Prisoners Are Loading COVID Victims Into Mobile Morgues for $2 an Hour in Texas

El Paso has recently experienced a huge spike in infections.
El Paso County detention inmates on work release climb into a transport van after working at the Medical Examiner's office in El Paso, Texas on November 13, 2020.
El Paso County detention inmates on work release climb into a transport van after working at the Medical Examiner's office in El Paso, Texas on November 13, 2020. (Photo by JUSTIN HAMEL/AFP via Getty Images)

Prisoners in El Paso are being paid $2 an hour to help move bodies of dead COVID-19 patients into mobile morgues as the border city grapples with a surge of infections. 

Over the weekend, KFOX, a Fox affiliate in El Paso, published footage of people incarcerated in county jail loading bodies into several mobile morgues the county has recently purchased to handle an unsettling overflow of the dead. Although the prisoners were provided with personal protective equipment (PPE), paid a meager wage, and worked on a volunteer basis, their presence at the county medical examiner’s office has nonetheless led to pushback. 


Incarcerated people around the country are sometimes commissioned to do dangerous and grisly jobs, like firefighting in California or cleaning up a massive oil spill in the Gulf of Mexico. People incarcerated in El Paso — who are being held in the county jail on misdemeanors, according to KFOX—wore their striped jail uniforms as they ferried the sheet-cloaked bodies of people killed by COVID-19 into white trailers lined with shelves, according to the video footage published by KFOX. 

It’s unclear how many incarcerated people were involved in the effort. The El Paso County Sheriff’s Office did not immediately respond to VICE News’ request for comment, and officials haven’t given local outlets many details on what exactly the prisoners are doing. 

A  spokesperson for the sheriff’s office told the Texas Tribune that the prisoners had demanded pay for their labor, since their work typically isn’t compensated, and were volunteering at the local medical examiner’s office daily from 8 a.m. to 4 p.m. 

Texas is one of five states where most regular prison jobs are unpaid; all of the non-paying states are located in the South, according to the Prison Policy Initiative, a nonprofit research and advocacy group. 

El Paso County Judge Ricardo Samaniego told KFOX that incarcerated people were brought in to help handle the deceased as a last resort, and that he’d prefer the Texas National Guard to step in instead.

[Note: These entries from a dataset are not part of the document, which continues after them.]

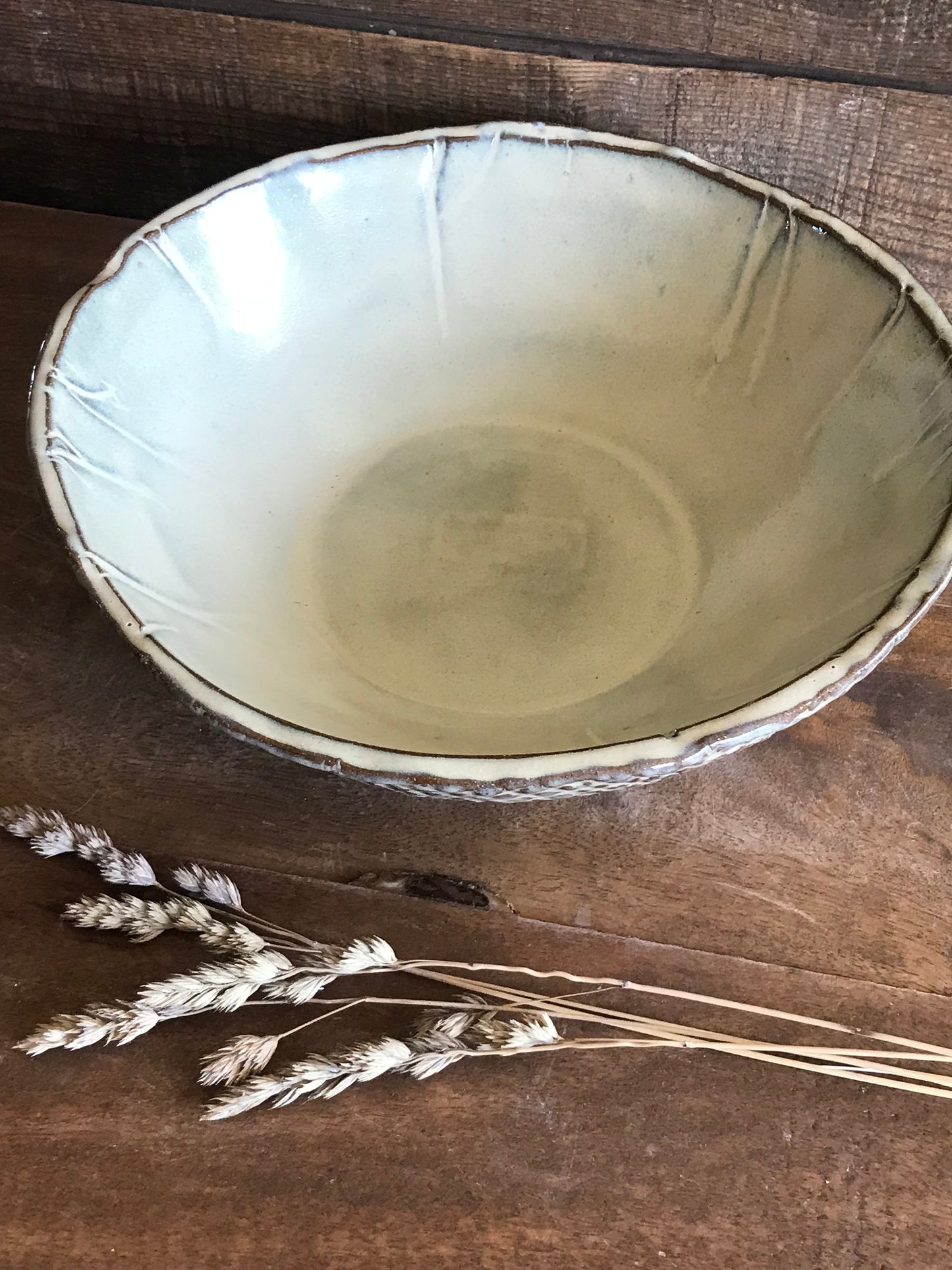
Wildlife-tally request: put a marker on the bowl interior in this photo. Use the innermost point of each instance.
(499, 444)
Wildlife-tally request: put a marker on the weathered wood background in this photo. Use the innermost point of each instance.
(814, 870)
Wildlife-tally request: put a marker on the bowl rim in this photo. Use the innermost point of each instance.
(626, 763)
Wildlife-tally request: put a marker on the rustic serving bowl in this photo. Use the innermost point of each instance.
(503, 463)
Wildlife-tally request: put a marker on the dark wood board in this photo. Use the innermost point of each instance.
(889, 42)
(828, 848)
(127, 108)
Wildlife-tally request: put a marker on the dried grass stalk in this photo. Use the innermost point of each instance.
(268, 964)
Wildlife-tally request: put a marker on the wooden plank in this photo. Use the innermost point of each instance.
(546, 1163)
(127, 108)
(889, 42)
(828, 848)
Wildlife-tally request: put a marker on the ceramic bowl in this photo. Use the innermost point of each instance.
(504, 461)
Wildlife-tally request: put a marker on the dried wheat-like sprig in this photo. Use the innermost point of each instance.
(208, 883)
(144, 920)
(431, 1049)
(281, 967)
(238, 1060)
(119, 1023)
(215, 986)
(52, 835)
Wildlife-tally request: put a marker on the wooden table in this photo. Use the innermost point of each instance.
(812, 873)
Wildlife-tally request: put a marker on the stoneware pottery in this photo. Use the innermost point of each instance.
(504, 461)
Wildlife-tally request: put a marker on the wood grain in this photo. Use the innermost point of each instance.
(125, 108)
(887, 42)
(828, 848)
(547, 1163)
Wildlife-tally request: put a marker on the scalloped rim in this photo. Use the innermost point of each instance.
(573, 771)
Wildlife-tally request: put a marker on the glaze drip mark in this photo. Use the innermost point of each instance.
(871, 349)
(760, 248)
(776, 301)
(84, 398)
(61, 450)
(113, 573)
(169, 256)
(455, 205)
(431, 178)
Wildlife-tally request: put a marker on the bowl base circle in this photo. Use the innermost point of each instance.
(504, 568)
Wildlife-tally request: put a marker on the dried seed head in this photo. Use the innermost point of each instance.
(238, 1060)
(52, 835)
(120, 1024)
(215, 986)
(526, 1030)
(210, 884)
(363, 954)
(298, 989)
(125, 868)
(141, 920)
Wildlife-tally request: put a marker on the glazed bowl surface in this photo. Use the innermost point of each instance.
(504, 461)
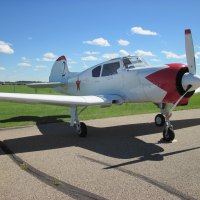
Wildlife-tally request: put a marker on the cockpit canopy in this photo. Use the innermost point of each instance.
(111, 67)
(134, 62)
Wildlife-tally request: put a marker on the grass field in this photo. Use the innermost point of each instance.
(15, 114)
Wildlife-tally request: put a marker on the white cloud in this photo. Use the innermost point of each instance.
(144, 53)
(24, 64)
(39, 67)
(49, 57)
(155, 60)
(110, 56)
(2, 68)
(89, 58)
(91, 52)
(170, 54)
(71, 62)
(197, 55)
(123, 42)
(141, 31)
(123, 52)
(6, 48)
(98, 41)
(24, 59)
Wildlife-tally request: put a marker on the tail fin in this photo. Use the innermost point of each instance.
(59, 71)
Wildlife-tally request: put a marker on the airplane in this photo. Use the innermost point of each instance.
(127, 79)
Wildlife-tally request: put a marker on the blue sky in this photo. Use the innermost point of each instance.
(34, 33)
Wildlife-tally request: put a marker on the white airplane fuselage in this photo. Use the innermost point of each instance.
(133, 84)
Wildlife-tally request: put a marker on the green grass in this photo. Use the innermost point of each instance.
(16, 114)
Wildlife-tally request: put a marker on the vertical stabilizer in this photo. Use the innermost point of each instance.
(59, 71)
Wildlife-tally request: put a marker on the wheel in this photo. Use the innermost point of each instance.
(159, 120)
(168, 135)
(83, 130)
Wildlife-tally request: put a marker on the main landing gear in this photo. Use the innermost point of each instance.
(168, 132)
(163, 118)
(80, 127)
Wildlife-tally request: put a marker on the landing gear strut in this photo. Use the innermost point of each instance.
(81, 128)
(161, 119)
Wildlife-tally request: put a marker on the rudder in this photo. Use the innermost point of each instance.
(59, 71)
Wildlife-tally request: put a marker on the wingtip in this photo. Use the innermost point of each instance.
(61, 58)
(187, 31)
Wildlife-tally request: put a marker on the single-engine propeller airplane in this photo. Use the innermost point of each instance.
(121, 80)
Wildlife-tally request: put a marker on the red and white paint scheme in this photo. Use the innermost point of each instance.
(118, 81)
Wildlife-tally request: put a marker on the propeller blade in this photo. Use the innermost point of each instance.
(189, 48)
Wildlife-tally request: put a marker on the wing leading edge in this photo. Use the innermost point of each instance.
(103, 100)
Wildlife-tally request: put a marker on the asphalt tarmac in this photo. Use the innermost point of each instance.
(121, 158)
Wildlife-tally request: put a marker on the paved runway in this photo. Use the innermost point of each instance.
(121, 158)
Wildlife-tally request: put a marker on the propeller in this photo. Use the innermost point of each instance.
(190, 78)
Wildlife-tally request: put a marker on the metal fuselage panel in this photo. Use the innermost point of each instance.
(131, 85)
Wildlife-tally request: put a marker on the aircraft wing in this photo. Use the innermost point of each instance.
(46, 85)
(104, 100)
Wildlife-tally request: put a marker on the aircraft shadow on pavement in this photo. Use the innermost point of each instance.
(117, 142)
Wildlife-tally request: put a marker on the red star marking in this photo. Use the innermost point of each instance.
(166, 80)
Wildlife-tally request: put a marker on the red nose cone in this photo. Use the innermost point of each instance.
(61, 58)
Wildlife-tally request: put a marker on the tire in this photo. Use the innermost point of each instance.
(168, 135)
(159, 120)
(83, 130)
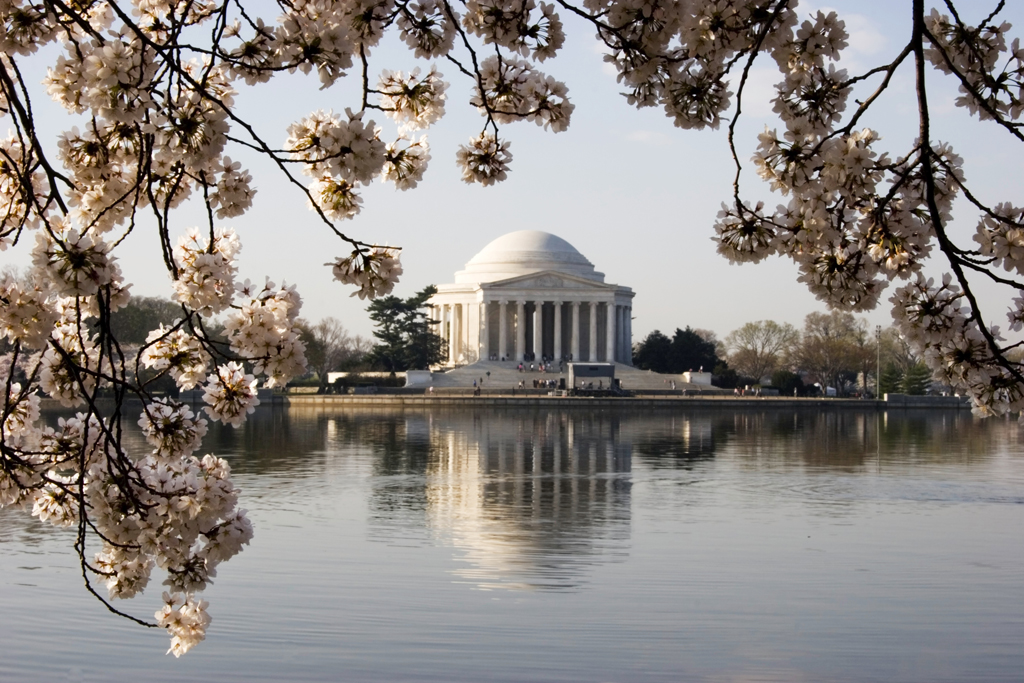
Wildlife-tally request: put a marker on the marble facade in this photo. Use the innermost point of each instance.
(530, 295)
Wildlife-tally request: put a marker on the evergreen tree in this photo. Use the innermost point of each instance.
(691, 352)
(892, 379)
(916, 380)
(652, 352)
(404, 338)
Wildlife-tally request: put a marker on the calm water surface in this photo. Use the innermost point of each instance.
(525, 545)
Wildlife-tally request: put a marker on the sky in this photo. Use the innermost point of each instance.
(636, 196)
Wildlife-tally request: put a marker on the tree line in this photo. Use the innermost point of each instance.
(834, 349)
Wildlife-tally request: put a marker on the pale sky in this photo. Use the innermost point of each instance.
(635, 195)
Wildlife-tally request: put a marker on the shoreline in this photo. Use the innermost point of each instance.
(900, 402)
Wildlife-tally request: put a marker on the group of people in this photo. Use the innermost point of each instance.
(544, 367)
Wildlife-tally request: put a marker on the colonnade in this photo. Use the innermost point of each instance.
(522, 330)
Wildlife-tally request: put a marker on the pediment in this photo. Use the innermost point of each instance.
(547, 280)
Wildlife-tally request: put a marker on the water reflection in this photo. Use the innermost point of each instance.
(531, 500)
(537, 499)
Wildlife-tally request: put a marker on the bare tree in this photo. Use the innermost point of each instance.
(833, 345)
(757, 349)
(328, 346)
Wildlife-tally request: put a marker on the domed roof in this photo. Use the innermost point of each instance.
(523, 252)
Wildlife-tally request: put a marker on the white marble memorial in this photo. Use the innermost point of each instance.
(530, 295)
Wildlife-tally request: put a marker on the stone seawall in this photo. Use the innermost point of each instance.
(620, 402)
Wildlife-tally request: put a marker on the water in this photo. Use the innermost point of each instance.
(526, 545)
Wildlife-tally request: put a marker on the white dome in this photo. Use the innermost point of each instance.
(524, 252)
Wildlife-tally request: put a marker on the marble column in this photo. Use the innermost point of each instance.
(629, 334)
(609, 337)
(593, 333)
(558, 331)
(624, 345)
(574, 341)
(484, 333)
(520, 330)
(538, 330)
(444, 328)
(457, 318)
(503, 331)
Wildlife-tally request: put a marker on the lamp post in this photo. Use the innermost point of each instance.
(878, 361)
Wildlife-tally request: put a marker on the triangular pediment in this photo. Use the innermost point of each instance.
(546, 280)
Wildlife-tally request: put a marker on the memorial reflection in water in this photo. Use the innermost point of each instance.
(665, 545)
(536, 499)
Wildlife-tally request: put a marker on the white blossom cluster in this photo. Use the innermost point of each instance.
(413, 101)
(485, 160)
(28, 314)
(230, 395)
(177, 352)
(513, 90)
(206, 271)
(340, 155)
(263, 330)
(936, 319)
(374, 270)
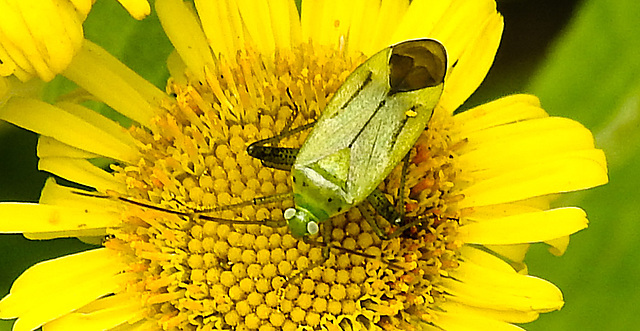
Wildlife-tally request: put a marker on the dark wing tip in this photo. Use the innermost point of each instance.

A spokesperson for the sheriff’s office stressed to the Texas Tribune that the prisoners' assignment was temporary. (The Texas Army National Guard did not immediately respond to a VICE News request for comment.) 


“If there’s no personnel, no one to help out, and there’s volunteers, even if they are inmates, then that’s what we’re left with,” Samaniego told KFOX. 

Mirroring COVID spikes nationwide, nearly 34,000 people are currently ill with coronavirus  in El Paso, according to a public health tally kept by the city, and more than 1,100 are actively hospitalized. On Saturday, public health officials there disclosed 1,512 new COVID-19 cases and 15 deaths, according to KFOX. 

While the county has opened up 500 extra hospital beds to deal with the onslaught, Samaniego expects they’ll soon be full, according to KFOX.

In the past month alone, more than 130 people have died of COVID-19 in El Paso County, according to data from the city.

In response to the spike, El Paso tried to shut down nonessential businesses to block the spread of the virus. But a Texas appeals court blocked the county from carrying out that order last week after the state attorney general and local business leaders sued. 

About 839,000 people call El Paso County home; the vast majority are Hispanic or Latino, government data show. And almost a quarter of all residents lack health insurance.

The El Paso medical examiner’s office and Samaniego’s office did not immediately respond to a request for comment.